This week Didier Lombard, France Telecom's avuncular chairman and chief executive, will attempt to show that the former national monopoly is a more attractive investment than this laboured share sale suggested.

Tomorrow, he will lay out a new three-year strategy for the group, which has a market capitalisation of about €55bn and is internationally familiar as the owner of Orange, the mobile phone operator, and Wanadoo, the internet service provider.

The group is in a much stronger position than in December 2002, when its last three-year plan was announced by Thierry Breton, now France's finance minister.

Mr Breton had inherited a group creaking under €100bn of spending.

His prescription involved a record €15bn rights issue and a massive debt reduction programme.

Borrowings have indeed been slashed. At France Telecom's annual meeting in April in his first big set-piece since succeeding his friend in February Mr Lombard highlighted that debt had been cut by €28bn between 2002 and 2004, nearly 40 per cent.

But after having seen their group put on an even keel once again, France Telecom's 200,000 employees need something a little more inspiring going forward.

“Reducing debt is not a long-term priority to motivate people,” observes one of Mr Lombard's peers.

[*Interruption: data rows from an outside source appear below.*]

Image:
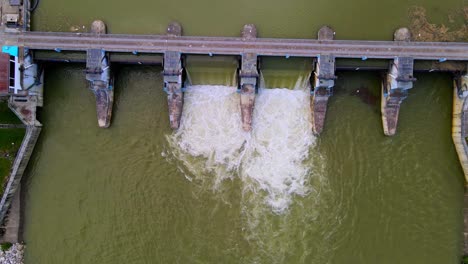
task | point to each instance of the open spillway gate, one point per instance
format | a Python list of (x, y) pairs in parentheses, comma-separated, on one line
[(323, 53), (21, 76)]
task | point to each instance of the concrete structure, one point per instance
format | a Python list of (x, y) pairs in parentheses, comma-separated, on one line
[(460, 136), (99, 76), (323, 82), (173, 82), (325, 50), (248, 79), (19, 166), (394, 90)]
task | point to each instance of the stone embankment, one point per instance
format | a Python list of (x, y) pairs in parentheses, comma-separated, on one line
[(13, 255)]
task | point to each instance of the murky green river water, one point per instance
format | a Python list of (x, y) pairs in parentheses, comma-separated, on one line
[(133, 194)]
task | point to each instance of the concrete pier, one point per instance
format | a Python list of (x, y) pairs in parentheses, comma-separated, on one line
[(248, 79), (19, 166), (99, 76), (12, 223), (394, 90), (396, 84), (323, 82), (173, 82)]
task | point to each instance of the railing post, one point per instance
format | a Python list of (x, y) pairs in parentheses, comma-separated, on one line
[(248, 79), (395, 85), (99, 76), (323, 82), (173, 71)]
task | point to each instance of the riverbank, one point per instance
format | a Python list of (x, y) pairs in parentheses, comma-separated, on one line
[(13, 254), (10, 141)]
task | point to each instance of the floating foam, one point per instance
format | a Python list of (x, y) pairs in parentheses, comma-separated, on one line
[(268, 160)]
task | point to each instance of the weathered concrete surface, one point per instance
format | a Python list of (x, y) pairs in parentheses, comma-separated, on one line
[(395, 88), (460, 121), (402, 34), (104, 103), (175, 101), (99, 76), (25, 108), (326, 33), (234, 46), (323, 82), (98, 27), (13, 220), (174, 29), (19, 166), (318, 104), (247, 102), (248, 81), (173, 79), (248, 78), (390, 110)]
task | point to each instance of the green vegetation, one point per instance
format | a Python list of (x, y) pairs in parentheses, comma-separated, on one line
[(5, 246), (423, 30), (465, 260), (6, 115), (10, 141)]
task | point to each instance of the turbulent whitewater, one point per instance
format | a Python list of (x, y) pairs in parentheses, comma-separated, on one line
[(269, 160)]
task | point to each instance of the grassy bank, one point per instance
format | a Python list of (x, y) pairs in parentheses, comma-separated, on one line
[(10, 141), (6, 115)]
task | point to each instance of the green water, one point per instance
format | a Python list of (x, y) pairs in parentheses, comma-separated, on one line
[(115, 196)]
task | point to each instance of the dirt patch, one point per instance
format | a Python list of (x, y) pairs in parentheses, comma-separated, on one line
[(423, 30)]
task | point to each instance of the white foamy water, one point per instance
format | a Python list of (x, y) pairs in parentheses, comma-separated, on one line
[(268, 160)]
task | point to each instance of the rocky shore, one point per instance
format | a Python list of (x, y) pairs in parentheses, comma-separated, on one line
[(14, 255)]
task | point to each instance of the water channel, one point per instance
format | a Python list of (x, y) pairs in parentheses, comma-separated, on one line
[(140, 193)]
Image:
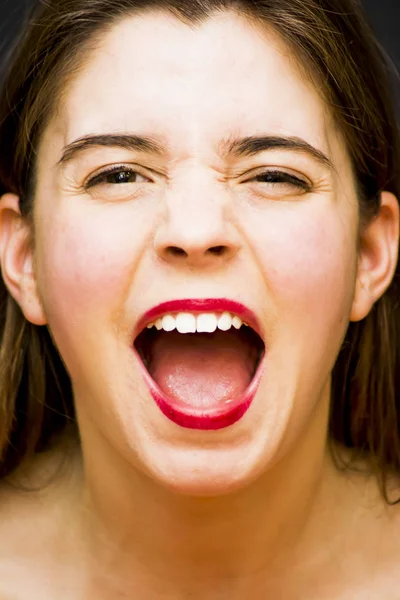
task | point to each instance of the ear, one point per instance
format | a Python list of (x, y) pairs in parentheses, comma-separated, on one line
[(16, 259), (378, 255)]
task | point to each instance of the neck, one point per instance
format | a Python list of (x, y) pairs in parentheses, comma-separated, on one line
[(148, 536)]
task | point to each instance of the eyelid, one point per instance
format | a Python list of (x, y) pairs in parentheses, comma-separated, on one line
[(278, 171), (90, 181), (288, 178)]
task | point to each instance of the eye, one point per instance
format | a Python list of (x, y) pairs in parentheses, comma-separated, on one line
[(276, 178), (116, 176)]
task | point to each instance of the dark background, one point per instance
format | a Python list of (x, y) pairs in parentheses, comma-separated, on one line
[(384, 16)]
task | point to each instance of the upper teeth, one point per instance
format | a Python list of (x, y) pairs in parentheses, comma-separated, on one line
[(185, 322)]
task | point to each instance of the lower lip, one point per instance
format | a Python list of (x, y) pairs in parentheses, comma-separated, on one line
[(206, 420)]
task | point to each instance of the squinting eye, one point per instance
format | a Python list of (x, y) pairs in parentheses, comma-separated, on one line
[(115, 176), (280, 178)]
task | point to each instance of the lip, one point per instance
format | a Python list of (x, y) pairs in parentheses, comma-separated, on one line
[(188, 417), (199, 305), (210, 420)]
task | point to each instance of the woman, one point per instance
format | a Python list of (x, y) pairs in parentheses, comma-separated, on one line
[(199, 233)]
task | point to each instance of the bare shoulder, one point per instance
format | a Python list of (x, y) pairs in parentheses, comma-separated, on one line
[(36, 537)]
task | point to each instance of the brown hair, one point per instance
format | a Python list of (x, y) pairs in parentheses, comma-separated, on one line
[(338, 50)]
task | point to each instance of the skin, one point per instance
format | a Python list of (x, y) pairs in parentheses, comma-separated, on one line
[(149, 508)]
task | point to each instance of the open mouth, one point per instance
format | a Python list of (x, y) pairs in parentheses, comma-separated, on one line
[(201, 379)]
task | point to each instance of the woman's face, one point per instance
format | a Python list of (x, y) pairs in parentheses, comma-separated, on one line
[(196, 222)]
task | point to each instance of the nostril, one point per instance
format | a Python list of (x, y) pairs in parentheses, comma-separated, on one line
[(176, 251), (217, 250)]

Mr Lombard also needs to decide what to do with France Telecom's prodigious cash flow. Mike Jeremy, an analyst at ING Wholesale Banking, estimates that it will produce about €24bn of cash between 2005 and 2008, after capital expenditure but before dividends and debt reduction.

Investors want to know how much of this will be used to boost the dividend. Yet Mr Lombard's hands are still tied by debt. One of the unfortunate effects of the transition to the new IFRS accounting standard earlier this year was to boost 2004 net debt by €6bn to just under €50bn.

This did not alarm the stock market, which had been well warned about the largely cosmetic change, but it does mean that acquisitions are unlikely to play a large part in the new strategy.

That said, the fact that the government now holds only 34.9 per cent of France Telecom's equity means shares are now a viable acquisition currency should an unmissable opportunity arise.

The essence of Mr Lombard's strategy is expected to be about making the best of existing assets, primarily through exploiting the convergence between various forms of media and communication.

A friend of Bill Gates, and with a long career straddling research and industrial strategy in both the public and private sector, he is certainly well placed to speak about technology.

Mr Lombard's favourite piece of hardware right now is the Livebox, a unit that plugs into the telephone socket to give users fast wireless internet access, but which also acts as a conduit for voice calls and digital television supplied down an ordinary telephone line.

The competitive threats to France Telecom range from the growth of “virtual” mobile telephone networks renting space on its infrastructure, to the continuing pressure on all fixed-line businesses.